Reading bytes as (as opposed to from) a MaybeUninit<u8> array is OK however.
That's an example of undefined behavior, intended to cover the common mistake of "it's just an integer". That doesn't mean that other (worse) things cannot happen.
The key point here is that what the CPU considers "uninitialized" and what the Rust memory model considers "uninitialized" do not need to be identical. Most of the time a Rust-"uninitialized" memory location (that is valid to be read/written to) is actually going to have a defined bit value as far as the CPU is concerned (even if trying to observe that value is UB).

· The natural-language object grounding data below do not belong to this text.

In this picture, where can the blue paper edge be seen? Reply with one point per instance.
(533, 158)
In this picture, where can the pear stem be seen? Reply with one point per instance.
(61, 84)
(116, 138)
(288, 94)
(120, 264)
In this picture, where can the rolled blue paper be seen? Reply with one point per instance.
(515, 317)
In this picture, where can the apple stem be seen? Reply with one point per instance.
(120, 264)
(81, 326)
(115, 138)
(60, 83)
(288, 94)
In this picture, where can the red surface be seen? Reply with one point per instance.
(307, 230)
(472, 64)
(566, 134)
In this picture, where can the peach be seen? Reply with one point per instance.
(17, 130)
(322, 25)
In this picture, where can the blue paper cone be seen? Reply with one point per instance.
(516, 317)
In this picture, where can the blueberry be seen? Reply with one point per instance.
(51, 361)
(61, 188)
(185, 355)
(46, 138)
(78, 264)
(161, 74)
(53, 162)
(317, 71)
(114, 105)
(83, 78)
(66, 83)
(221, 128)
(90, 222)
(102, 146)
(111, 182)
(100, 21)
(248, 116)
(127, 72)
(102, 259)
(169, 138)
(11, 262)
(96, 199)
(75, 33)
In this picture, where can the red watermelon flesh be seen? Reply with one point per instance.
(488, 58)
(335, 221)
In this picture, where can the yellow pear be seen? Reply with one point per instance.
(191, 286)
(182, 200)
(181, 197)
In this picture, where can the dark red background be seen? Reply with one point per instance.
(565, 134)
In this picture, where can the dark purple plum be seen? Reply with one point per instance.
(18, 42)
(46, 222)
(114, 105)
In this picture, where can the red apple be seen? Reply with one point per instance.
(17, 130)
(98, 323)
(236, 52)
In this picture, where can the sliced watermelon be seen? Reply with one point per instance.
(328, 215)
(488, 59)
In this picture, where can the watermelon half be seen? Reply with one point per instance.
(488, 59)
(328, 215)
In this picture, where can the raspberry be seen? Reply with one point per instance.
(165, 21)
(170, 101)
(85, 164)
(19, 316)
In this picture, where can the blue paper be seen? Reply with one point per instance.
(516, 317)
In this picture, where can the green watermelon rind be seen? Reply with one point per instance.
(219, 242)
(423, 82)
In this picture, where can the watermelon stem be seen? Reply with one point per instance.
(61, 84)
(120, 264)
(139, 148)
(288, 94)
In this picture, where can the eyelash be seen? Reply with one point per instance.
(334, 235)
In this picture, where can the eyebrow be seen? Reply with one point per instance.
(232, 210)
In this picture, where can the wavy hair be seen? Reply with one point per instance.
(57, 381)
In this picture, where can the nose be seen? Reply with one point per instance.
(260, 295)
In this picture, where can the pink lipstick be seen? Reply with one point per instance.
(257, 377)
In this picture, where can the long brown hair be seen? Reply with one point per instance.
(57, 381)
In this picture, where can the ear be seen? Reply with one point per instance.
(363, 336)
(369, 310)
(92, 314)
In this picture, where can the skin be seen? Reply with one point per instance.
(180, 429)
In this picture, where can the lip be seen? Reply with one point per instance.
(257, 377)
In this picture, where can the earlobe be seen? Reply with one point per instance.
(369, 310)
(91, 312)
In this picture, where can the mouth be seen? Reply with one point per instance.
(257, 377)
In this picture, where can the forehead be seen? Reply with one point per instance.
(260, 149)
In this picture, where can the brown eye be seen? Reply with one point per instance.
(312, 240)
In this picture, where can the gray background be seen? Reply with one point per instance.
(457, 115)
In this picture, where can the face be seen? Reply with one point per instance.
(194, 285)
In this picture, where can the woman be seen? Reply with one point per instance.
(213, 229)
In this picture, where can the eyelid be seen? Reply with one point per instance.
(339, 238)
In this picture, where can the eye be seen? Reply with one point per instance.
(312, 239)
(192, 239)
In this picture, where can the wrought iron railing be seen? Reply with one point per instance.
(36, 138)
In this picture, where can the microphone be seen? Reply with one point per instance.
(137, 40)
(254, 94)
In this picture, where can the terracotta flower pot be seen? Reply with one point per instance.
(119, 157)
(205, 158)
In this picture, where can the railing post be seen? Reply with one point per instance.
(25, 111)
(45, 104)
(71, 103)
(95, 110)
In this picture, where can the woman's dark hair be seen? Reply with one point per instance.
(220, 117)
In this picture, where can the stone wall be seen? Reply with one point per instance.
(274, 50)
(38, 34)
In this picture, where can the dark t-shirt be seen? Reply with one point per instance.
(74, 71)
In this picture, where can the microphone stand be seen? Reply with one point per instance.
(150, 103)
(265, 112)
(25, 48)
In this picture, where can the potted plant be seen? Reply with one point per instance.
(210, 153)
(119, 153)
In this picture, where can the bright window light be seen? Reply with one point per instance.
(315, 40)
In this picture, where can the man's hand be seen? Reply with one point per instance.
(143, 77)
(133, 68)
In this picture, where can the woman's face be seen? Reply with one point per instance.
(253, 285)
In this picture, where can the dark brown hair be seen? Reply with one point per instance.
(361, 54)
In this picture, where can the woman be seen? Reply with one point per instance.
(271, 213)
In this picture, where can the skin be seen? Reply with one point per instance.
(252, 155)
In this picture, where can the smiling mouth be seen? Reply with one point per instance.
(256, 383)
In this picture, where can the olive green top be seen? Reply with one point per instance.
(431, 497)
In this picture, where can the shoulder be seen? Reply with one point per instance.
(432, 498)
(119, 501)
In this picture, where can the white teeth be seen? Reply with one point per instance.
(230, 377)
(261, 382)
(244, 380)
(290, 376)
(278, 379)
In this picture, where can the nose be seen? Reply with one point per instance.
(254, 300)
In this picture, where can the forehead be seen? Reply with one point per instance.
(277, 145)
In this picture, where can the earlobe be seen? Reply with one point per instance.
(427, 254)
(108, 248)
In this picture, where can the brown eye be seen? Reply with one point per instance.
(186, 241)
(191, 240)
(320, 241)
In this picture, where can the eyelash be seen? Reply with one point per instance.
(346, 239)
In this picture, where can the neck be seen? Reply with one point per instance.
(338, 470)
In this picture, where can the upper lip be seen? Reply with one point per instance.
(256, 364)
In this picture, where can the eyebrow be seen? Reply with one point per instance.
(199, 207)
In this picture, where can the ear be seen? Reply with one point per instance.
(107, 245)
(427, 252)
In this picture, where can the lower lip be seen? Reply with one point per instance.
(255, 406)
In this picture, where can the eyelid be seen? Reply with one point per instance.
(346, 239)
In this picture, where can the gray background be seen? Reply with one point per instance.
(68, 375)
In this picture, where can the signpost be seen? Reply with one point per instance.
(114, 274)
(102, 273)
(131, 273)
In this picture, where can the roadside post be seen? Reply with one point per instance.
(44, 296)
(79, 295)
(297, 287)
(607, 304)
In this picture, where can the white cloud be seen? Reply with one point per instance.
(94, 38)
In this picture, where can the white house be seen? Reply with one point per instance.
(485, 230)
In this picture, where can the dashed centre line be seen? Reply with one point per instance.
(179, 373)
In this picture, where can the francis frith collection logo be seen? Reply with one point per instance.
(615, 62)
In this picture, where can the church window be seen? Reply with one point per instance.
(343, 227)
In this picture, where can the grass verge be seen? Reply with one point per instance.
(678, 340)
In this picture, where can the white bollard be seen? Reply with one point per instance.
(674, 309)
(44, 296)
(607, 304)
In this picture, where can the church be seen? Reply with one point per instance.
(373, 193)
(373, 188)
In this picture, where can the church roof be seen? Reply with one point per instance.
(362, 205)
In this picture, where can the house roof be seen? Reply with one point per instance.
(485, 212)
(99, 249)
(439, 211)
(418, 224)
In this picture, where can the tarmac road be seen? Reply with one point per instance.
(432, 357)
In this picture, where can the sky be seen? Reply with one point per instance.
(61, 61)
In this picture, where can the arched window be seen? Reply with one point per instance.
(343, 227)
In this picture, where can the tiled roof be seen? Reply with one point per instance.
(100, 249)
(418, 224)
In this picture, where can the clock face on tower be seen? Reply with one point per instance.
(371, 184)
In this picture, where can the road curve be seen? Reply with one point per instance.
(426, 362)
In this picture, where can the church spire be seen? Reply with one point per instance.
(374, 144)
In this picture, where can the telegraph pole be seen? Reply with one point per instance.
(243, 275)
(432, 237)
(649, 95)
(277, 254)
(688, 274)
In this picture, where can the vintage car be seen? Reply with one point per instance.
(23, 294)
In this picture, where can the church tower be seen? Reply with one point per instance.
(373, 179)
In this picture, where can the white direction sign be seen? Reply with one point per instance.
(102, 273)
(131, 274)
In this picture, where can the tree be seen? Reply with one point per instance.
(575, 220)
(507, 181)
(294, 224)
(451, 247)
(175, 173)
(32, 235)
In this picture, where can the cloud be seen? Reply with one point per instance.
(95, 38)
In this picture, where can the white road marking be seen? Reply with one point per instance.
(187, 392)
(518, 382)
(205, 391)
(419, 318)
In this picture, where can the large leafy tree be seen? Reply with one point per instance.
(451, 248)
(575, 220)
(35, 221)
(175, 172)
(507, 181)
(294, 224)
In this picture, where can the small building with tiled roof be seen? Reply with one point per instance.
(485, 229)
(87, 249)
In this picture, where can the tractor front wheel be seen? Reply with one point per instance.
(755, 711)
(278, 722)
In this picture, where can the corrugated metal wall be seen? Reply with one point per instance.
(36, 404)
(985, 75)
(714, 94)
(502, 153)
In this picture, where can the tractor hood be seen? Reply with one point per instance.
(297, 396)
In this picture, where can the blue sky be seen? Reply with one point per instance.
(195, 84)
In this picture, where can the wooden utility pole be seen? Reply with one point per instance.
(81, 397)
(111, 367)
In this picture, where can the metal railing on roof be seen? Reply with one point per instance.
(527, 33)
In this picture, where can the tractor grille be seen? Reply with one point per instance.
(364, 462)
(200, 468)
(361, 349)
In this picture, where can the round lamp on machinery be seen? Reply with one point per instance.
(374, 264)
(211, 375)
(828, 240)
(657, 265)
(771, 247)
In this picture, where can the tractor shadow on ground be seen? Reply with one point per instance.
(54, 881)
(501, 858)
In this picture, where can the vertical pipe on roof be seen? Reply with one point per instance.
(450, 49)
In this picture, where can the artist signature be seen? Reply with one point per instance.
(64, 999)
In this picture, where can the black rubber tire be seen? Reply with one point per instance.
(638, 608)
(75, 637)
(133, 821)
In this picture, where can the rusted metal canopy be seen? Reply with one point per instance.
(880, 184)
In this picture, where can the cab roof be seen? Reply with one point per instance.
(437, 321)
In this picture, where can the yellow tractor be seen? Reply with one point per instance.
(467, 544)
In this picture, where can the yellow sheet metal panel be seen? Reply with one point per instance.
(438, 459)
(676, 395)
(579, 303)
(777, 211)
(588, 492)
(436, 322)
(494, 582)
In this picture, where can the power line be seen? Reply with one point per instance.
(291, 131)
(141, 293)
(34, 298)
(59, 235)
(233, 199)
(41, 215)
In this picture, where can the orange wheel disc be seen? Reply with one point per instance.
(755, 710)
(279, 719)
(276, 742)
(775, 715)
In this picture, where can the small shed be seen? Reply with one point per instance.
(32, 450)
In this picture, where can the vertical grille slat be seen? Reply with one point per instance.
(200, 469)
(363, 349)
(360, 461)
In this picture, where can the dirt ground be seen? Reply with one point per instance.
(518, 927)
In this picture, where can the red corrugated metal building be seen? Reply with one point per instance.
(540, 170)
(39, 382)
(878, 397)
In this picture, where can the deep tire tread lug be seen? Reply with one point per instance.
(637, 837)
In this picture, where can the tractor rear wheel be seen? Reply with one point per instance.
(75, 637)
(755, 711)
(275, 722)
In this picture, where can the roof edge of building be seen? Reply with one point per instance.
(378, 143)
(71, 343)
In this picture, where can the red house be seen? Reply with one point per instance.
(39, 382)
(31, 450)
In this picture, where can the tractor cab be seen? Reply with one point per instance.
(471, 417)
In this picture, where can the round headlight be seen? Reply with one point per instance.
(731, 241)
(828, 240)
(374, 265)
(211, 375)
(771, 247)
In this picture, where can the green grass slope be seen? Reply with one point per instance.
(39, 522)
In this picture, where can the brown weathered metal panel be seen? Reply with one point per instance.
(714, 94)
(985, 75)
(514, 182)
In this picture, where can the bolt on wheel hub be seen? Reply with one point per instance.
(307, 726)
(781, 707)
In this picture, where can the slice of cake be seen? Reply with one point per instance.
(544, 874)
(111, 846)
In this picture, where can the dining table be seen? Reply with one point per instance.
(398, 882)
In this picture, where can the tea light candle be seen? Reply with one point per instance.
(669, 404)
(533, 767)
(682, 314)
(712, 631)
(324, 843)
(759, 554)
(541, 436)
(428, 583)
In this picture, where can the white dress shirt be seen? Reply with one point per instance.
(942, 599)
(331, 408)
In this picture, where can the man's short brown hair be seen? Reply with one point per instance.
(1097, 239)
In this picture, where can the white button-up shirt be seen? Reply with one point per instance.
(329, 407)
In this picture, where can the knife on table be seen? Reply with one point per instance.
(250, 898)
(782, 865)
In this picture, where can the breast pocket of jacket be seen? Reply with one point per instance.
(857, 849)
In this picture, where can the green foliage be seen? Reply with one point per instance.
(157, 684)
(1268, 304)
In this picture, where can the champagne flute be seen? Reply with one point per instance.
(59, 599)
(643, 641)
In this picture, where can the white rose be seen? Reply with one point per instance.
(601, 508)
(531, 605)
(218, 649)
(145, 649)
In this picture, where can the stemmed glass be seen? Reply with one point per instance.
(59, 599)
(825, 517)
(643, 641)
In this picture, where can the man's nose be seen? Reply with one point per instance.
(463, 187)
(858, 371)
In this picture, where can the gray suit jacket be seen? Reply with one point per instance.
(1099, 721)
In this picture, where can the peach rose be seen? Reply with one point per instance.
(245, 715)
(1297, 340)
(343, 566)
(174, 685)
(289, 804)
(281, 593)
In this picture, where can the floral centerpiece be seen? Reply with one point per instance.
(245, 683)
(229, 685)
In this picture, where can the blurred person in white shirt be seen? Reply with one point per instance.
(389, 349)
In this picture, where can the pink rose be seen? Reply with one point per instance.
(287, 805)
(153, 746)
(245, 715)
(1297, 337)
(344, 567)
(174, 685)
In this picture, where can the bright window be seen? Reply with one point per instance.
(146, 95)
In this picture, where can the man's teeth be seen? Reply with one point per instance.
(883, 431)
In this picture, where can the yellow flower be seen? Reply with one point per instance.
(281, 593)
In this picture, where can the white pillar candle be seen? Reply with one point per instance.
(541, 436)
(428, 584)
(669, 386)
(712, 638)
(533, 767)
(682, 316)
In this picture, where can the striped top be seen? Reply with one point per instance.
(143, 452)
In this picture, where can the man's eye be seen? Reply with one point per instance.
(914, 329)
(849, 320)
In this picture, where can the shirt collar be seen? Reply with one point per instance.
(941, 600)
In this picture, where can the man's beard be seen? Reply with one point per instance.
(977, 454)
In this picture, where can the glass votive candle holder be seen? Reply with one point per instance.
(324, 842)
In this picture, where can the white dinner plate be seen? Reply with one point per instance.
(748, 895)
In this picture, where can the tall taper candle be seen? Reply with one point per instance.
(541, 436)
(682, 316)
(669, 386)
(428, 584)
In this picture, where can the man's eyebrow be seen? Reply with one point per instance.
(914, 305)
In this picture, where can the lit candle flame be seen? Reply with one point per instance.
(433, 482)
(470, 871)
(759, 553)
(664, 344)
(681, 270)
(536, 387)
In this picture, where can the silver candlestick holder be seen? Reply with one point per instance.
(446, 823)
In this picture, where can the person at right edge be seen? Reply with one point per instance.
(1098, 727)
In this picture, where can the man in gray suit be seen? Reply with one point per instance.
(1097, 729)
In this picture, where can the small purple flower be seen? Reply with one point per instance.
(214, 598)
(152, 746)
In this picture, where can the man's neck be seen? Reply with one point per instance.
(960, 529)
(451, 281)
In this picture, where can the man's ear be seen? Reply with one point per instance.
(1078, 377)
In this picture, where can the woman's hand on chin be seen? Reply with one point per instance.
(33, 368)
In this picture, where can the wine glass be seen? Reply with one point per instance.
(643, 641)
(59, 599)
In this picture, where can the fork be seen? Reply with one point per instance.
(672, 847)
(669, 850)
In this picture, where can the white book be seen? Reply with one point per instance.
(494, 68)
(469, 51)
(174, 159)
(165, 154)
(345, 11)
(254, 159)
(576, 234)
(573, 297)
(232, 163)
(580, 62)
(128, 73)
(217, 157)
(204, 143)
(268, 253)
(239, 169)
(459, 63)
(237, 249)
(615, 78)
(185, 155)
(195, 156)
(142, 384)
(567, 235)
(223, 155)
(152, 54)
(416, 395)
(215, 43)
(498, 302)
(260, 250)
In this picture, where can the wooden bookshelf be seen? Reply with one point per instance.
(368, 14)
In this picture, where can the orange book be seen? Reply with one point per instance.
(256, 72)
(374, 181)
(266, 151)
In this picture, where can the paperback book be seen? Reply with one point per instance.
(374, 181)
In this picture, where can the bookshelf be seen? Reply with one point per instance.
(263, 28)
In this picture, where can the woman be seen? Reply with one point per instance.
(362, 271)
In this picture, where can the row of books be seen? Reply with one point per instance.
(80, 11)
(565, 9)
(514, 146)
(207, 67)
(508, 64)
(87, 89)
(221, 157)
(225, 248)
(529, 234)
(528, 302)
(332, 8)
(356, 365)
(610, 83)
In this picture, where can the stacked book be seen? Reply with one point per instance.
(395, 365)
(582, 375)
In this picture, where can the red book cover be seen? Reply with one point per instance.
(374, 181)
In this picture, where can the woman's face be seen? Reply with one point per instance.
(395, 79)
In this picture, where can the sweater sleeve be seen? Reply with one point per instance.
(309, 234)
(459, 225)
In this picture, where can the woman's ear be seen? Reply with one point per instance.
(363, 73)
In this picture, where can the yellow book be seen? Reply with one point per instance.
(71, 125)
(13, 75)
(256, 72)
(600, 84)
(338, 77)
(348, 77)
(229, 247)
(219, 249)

So once every memory location is CPU-"initialized", which the manual you linked says should be done at boot, I doubt there's anything rust is likely to do to CPU-"uninitialize" them. Rust moving around MaybeUninits, or structs with uninitialized bits, is most likely going to be memcpy - propagating the actual CPU value instead of making the location CPU-"uninitialized". (Or otherwise it will leave the old CPU-valid value in place, or write some arbitrary but CPU-valid value.)
You have a point here.
On the other hand, I guess that a simple reading of an uninitialized integer causes a system reset may be surprizing for most of the audience (at least for non-embedded developers)
You are right that you can cause such behavior in any language.
That's a fact.
Now my expectation:
In assembler, C or C++ i would have expected that.
In Rust, I thought that it is memory safe, there is no uninitialized data.
And here, the MaybeUninitialized is now the exception.
I understand that this is needed - you can possibly not write a device driver or other memory mapped io without that.
I'd like to first ask: has it been tested on an actual device, or a theoretical concern whose scope is to be determined?
Another thing that is often overlooked is that Rust Abstract Machine's uninit memory is not actually required to correspond to hardware/environment's uninit memory.
This is generally the thing to consider when defining a compilation target, since it needs to support Rust semantics; even moving the simplest Option<u64>'s None variant might copy some uninit memory. The OS (Redox, that is) developers also need to initialize all memory that they use. I don't see how it could be a problem of regular Rust programmers.